Silt covered Dhilaalo dam before rehabilitation by community members, July 2015
A Little Hard Work Goes a Long Way
28 th Dec 2015
56-year old Hussein Mohamed, nicknamed Toox yare, who lives in dhilaalo village, was among residents that recently took part in the rehabilitation of the nearby water canal.
Dhilaalo village of Sool region, which is located in a primary browsing and grazing zone in Puntland, Somalia, has been the mainstay for pastoralists and nomads for many years, supporting a variety of livestock. Despite being very productive, this pastoral zone has been experiencing severe water shortages during dry periods as the area mainly relies on surface water dams and natural ponds.
Existing water dams and ponds are either too small to provide the needed water supply or are in desperate need of rehabilitation. The water table is very low, sometimes as deep as 350m, making water extraction very difficult.
Recently, though, residents of the village became involved in Cash for Work activities (CfW) that led to the rehabilitation of the Dhilaalo canal’s main pond. The canal, which was covered by a thick layer of silt, was partly destroyed. With Adeso’s support, community members de-silted and cleared off the canal, and rehabilitated its damaged sites.
Prior to the rehabilitation efforts, rainwater failed to reach the pond and water flowed out to the adjacent dry rivers, preventing the pond from harvesting much of the flood water.
According to Toox Yare, communities have benefited from the pond a great deal. Enough rainwater was harvested during the last in preceding rainy season (Gu’) and the pond was full to its capacity. That meant that residents had enough water for their livestock throughout the last dry season, whereas before it used to dry up by the middle of the dry season.

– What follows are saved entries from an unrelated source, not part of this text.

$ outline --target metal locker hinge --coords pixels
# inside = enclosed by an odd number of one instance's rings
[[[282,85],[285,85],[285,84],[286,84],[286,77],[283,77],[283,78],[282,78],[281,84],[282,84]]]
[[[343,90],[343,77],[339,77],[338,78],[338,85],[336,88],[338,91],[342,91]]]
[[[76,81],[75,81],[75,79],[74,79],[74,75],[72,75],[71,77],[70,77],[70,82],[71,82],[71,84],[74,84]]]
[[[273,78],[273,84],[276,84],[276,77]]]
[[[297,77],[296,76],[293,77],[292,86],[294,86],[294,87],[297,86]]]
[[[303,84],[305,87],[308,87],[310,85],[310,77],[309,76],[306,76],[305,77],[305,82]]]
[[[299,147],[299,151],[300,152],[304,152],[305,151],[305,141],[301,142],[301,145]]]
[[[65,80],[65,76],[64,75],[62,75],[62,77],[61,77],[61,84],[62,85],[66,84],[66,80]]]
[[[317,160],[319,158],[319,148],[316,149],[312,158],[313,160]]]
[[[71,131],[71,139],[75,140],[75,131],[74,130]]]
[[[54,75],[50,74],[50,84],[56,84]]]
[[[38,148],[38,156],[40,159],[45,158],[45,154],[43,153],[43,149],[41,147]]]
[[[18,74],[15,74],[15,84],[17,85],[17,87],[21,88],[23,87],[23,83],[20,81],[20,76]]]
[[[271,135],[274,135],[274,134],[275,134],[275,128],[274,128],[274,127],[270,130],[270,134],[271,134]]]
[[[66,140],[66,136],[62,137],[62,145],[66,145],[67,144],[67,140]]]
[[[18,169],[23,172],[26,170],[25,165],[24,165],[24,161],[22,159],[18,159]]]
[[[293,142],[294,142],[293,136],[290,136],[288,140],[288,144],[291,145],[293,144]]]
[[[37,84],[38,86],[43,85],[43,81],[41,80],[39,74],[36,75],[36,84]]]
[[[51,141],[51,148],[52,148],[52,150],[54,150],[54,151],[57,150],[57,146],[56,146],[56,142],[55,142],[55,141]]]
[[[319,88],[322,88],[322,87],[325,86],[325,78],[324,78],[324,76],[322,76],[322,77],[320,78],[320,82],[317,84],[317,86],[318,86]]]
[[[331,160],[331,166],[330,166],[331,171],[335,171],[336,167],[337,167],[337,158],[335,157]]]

“Every day more than 500 camels, 500 sheep, 1000 goats and more than 200 households use the pond to quench their thirst,” explains Toox Yare.
“Life has changed since Adeso started the rehabilitation of Dhilaalo water canal, diverting flood water to the main community pond. Before the rehabilitation, the pond wasn’t getting sufficient water – as the unmanaged rain water diverted from the canal, and always ended up in the dry rivers nearby. The pastoralist communities are very pleased to see the positive transformation which would have been unthinkable before this project,” says Toox yare gladly. “Dhilaalo pastoralists and villagers are ready to work with Adeso to turn around degraded rangeland resources in the area,” he Toox Yare.
The rehabilitation of the Dhilaalo water pond is an example of how simple CfW activities can change livelihoods and improve food security. This testifies to the strides that the ‘Your environmet project has been making in bringing back hope to pastoralist communities. The CfW activities have also brought positive socio-economic benefits through the salaries given to community members participating in the CfW activities.